Miguel Ylmaz
Saí do hospital ainda com o gosto dos lábios de Anny nos meus. Ela era meu ponto fraco e minha maior força, mas também o motivo pelo qual eu não poderia relaxar. Não quando o mundo ao meu redor parecia conspirar para me derrubar. Entrei no carro e, com um aceno rápido para meu motorista, seguimos para a empresa.
O caminho foi silencioso, minha mente presa em pensamentos. A presença de James, aquele médico desgraçado, ainda martelava na minha cabeça. Mas isso era o de menos. O verdadeiro problema estava no passado que eu tentava enterrar, mas que insistia em voltar à superfície.
Ao chegar à empresa, mal tive tempo de entrar na minha sala quando um dos meus seguranças apareceu com um pacote.
— Isso chegou agora, senhor.
Peguei o envelope, notando imediatamente que não era um simples recado. Meu nome estava escrito em letras grandes e firmes, mas era o perfume que o acompanhava que fez meu estômago revirar. Diana.
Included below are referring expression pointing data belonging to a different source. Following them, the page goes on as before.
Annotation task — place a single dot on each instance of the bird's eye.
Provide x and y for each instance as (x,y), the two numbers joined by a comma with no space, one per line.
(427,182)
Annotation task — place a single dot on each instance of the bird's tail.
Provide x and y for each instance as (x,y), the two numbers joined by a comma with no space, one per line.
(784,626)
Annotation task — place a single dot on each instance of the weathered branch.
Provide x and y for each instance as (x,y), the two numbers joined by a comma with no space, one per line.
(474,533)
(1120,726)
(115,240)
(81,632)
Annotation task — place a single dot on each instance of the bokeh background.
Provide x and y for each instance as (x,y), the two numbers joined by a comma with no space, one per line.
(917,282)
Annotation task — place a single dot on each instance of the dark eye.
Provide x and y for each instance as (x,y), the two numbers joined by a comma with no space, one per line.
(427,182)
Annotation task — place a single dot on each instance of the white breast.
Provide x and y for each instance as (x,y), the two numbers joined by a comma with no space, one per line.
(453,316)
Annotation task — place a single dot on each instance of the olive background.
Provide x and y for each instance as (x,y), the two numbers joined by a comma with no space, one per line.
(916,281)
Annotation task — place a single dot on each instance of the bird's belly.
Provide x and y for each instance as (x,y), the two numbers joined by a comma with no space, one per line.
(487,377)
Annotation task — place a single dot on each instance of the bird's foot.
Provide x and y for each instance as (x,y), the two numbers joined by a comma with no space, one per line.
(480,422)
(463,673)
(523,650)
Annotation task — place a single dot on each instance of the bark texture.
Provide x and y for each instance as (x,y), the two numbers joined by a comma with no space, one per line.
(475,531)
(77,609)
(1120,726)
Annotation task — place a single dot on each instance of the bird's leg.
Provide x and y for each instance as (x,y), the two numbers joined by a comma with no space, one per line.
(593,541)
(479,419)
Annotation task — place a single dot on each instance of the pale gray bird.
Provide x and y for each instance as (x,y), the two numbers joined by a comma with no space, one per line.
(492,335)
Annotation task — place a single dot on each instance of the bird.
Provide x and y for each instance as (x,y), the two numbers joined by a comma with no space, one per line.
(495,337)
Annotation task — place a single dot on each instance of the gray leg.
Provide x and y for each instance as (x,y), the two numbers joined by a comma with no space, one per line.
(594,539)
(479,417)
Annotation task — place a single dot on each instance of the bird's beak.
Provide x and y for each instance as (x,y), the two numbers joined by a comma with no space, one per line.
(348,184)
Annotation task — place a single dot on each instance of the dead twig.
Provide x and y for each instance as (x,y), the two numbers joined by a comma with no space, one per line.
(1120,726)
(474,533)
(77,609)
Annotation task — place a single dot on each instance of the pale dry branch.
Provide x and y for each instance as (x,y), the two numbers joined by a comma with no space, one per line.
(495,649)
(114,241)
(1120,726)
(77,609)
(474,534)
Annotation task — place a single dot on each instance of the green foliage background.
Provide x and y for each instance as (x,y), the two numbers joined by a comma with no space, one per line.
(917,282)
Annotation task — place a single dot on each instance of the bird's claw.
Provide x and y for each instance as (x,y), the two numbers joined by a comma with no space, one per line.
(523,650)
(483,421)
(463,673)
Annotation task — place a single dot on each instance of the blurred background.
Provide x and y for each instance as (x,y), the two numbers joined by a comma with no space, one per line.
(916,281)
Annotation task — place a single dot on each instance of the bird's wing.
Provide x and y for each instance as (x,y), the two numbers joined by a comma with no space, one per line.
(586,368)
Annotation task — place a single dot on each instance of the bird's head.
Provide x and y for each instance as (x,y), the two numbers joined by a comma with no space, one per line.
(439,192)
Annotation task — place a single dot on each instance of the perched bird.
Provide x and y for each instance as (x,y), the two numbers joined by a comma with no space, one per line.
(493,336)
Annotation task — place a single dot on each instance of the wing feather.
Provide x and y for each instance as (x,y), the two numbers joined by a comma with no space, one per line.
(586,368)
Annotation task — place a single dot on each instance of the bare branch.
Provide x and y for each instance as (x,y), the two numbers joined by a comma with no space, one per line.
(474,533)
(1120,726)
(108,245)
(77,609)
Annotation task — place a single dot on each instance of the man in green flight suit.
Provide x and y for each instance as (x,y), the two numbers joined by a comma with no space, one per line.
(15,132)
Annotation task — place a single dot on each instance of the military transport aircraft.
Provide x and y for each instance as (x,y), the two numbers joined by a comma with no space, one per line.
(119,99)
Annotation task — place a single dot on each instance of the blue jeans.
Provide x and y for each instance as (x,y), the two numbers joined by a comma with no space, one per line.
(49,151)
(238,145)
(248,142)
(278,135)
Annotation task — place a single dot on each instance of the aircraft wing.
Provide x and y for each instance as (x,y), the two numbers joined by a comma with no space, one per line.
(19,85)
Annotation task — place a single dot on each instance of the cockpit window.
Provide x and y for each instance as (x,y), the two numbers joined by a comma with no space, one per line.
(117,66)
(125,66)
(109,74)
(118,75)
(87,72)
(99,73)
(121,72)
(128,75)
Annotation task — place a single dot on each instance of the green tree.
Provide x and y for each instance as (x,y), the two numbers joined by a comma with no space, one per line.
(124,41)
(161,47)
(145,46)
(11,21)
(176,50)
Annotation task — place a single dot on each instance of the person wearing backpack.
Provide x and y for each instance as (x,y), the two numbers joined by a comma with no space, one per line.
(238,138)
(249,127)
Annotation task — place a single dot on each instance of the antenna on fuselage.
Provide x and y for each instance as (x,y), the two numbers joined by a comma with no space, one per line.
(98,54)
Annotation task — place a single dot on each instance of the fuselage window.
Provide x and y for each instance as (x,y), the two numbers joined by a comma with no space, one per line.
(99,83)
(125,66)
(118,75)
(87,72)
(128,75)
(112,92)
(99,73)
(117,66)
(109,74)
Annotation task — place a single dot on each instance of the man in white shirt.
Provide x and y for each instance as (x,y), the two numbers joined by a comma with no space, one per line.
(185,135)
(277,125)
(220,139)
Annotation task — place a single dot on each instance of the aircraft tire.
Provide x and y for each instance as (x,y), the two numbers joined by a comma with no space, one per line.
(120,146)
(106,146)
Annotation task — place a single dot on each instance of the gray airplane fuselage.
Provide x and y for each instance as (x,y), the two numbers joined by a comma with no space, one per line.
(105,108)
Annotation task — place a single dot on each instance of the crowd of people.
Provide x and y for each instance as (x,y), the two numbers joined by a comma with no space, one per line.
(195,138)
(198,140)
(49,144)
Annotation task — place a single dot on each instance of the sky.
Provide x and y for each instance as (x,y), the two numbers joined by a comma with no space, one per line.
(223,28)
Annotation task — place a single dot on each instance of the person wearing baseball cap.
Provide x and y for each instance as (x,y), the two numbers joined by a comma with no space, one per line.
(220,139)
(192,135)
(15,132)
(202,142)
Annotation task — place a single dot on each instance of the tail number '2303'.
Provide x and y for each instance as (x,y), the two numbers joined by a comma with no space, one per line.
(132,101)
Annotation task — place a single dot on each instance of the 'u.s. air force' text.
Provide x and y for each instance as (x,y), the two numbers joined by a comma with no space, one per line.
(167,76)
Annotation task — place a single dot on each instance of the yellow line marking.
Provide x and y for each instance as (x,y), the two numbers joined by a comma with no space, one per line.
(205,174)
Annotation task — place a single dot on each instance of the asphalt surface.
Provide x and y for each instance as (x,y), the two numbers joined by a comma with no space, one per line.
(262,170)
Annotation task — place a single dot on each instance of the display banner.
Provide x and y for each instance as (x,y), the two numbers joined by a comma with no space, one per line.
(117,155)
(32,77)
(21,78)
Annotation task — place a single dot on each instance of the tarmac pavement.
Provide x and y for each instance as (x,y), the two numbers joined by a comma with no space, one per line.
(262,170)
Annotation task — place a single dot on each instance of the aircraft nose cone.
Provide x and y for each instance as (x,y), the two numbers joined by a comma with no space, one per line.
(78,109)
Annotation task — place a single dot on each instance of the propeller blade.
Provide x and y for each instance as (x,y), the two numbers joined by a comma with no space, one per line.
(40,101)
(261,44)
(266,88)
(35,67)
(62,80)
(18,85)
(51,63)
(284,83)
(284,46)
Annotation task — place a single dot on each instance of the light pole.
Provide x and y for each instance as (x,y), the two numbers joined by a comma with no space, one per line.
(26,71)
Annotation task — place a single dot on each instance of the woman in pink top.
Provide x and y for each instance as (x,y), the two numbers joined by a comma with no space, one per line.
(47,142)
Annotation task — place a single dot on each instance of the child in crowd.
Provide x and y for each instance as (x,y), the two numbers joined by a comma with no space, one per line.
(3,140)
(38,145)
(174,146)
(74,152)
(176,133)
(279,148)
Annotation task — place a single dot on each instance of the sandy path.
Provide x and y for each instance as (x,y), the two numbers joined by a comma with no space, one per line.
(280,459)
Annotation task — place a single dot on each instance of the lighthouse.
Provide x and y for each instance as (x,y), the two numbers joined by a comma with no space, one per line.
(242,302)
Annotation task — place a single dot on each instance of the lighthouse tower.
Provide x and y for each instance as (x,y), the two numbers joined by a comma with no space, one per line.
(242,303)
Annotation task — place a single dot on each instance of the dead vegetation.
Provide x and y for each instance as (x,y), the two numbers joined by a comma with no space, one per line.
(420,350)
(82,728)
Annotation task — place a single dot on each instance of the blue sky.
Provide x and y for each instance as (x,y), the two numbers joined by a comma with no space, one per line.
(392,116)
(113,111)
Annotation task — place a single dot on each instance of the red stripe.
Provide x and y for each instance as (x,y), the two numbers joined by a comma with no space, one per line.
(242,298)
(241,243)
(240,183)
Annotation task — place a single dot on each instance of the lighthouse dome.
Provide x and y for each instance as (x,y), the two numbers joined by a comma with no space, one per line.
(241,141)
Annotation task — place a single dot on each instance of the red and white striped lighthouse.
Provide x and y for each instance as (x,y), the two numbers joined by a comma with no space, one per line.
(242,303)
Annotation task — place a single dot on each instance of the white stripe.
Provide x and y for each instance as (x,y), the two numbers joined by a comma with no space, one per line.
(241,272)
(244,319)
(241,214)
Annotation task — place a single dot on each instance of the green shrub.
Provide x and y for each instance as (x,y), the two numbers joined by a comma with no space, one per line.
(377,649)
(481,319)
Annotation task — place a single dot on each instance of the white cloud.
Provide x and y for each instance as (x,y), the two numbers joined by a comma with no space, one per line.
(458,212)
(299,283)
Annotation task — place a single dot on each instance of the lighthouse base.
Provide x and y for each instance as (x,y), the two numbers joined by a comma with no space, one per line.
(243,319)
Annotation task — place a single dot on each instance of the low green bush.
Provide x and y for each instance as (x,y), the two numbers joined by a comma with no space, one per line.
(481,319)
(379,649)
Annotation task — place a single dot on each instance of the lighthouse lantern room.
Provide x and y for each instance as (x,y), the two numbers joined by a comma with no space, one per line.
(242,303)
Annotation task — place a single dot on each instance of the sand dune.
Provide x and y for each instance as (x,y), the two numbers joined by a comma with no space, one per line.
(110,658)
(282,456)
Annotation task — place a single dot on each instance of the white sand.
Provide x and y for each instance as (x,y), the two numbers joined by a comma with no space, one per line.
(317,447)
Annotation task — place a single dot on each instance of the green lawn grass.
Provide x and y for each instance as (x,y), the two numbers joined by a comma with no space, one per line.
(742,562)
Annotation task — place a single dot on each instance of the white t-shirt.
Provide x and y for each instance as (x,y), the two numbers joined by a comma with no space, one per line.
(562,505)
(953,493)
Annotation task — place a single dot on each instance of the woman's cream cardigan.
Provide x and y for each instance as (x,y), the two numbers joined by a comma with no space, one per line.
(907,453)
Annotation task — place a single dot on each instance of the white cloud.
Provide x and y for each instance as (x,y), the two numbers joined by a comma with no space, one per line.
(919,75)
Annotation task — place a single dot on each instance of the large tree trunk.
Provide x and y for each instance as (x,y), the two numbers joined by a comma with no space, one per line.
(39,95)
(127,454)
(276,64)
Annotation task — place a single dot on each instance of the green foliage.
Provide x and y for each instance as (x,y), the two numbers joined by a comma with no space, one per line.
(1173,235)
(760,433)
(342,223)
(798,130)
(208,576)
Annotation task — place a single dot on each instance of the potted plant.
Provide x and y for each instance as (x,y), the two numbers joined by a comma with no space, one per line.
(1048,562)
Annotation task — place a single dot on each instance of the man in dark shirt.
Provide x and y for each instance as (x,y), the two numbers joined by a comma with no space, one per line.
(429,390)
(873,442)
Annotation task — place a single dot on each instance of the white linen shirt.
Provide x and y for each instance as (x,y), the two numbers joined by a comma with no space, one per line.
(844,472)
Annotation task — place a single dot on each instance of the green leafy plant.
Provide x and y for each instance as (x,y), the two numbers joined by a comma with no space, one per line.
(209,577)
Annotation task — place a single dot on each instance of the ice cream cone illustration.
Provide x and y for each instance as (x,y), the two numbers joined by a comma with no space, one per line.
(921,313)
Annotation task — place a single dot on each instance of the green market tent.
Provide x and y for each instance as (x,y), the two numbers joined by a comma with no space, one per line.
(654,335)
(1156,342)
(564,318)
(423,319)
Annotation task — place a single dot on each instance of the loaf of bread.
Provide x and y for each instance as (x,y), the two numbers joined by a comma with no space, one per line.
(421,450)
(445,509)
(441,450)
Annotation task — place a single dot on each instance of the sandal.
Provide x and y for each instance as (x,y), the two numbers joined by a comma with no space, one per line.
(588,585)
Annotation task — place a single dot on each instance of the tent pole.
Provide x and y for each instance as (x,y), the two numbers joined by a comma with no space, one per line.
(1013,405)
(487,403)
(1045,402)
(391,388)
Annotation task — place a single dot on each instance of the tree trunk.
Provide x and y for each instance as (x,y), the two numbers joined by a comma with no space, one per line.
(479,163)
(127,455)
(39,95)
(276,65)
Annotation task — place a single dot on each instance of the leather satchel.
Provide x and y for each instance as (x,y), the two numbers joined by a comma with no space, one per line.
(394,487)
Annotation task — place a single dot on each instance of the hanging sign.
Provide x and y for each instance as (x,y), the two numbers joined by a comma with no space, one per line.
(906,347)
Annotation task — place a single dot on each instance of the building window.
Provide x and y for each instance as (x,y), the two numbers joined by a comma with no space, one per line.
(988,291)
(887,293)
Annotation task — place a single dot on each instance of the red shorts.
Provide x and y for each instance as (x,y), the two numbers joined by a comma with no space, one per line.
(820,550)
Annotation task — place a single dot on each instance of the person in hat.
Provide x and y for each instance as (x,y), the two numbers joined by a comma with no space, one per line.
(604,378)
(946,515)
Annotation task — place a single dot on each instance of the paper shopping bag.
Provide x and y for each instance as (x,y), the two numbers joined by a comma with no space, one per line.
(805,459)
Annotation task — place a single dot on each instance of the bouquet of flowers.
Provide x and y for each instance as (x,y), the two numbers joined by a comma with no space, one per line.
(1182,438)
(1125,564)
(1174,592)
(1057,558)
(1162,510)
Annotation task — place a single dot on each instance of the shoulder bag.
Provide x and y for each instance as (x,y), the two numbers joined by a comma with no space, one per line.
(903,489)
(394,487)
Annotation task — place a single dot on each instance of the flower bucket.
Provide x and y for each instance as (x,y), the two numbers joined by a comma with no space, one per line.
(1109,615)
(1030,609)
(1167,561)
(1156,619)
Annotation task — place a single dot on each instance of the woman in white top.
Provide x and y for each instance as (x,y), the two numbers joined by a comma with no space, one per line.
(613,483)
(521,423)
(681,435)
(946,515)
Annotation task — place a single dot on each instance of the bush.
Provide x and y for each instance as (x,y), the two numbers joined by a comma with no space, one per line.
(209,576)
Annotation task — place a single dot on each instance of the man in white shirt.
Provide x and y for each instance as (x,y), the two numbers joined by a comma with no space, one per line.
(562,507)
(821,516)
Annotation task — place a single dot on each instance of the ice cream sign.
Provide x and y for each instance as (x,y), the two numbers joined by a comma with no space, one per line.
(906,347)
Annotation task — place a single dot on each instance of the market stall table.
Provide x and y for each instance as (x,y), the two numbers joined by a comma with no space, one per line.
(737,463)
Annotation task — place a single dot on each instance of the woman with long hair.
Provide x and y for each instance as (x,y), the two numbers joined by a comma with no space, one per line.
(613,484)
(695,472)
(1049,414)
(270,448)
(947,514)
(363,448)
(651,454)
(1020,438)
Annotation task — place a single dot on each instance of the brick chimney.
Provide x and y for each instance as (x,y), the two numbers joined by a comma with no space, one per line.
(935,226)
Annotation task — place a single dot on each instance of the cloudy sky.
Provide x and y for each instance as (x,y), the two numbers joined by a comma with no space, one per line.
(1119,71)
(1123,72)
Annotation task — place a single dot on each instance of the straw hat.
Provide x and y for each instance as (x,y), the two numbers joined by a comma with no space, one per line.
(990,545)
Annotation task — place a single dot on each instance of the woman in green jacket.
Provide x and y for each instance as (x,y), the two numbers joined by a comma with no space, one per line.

Abri o pacote com cuidado, revelando algumas fotos e um bilhete curto. As imagens mostravam lugares e pessoas que eu conhecia muito bem, arquivos confidenciais de casos que poderiam arruinar minha carreira e, mais importante, colocar Anny em perigo. O bilhete, simples e direto, dizia:
"Se quiser manter seu pequeno mundo intacto, me encontre."
Não foi preciso mais nada para entender o que estava acontecendo. Diana, a mulher que um dia pensei ser minha verdadeira paixão. Ela não era o tipo de pessoa que se mexia sem um propósito maior. E se estava aqui, era porque Kemal, o homem por trás de tantos dos meus problemas, a havia mandado.
Respirei fundo, segurando a raiva que borbulhava dentro de mim. Diana podia ser manipuladora, mas eu sabia jogar melhor.
— Preparem o carro — disse ao segurança, minha voz firme.
Pouco depois, estava diante do hotel onde ela estava hospedada. Não precisei muito para passar pela segurança, afinal, eu conhecia Diana melhor do que ninguém. Quando entrei na suíte, ela estava à minha espera, sentada na cama com um sorriso que poderia derreter qualquer homem. Qualquer um, menos eu.
— Miguel... — ela começou, levantando-se com aquele ar de sedução. — Sabia que viria.
— E você sabia que eu não viria por você. — Minha resposta foi fria, calculada.
Antes que ela pudesse reagir, fiz sinal para meus homens entrarem. Eles seguraram Diana sem dificuldade, enquanto eu me aproximava com calma.
— O que está fazendo? — ela perguntou, sua voz agora carregada de preocupação.
— O que deveria ter feito desde o início.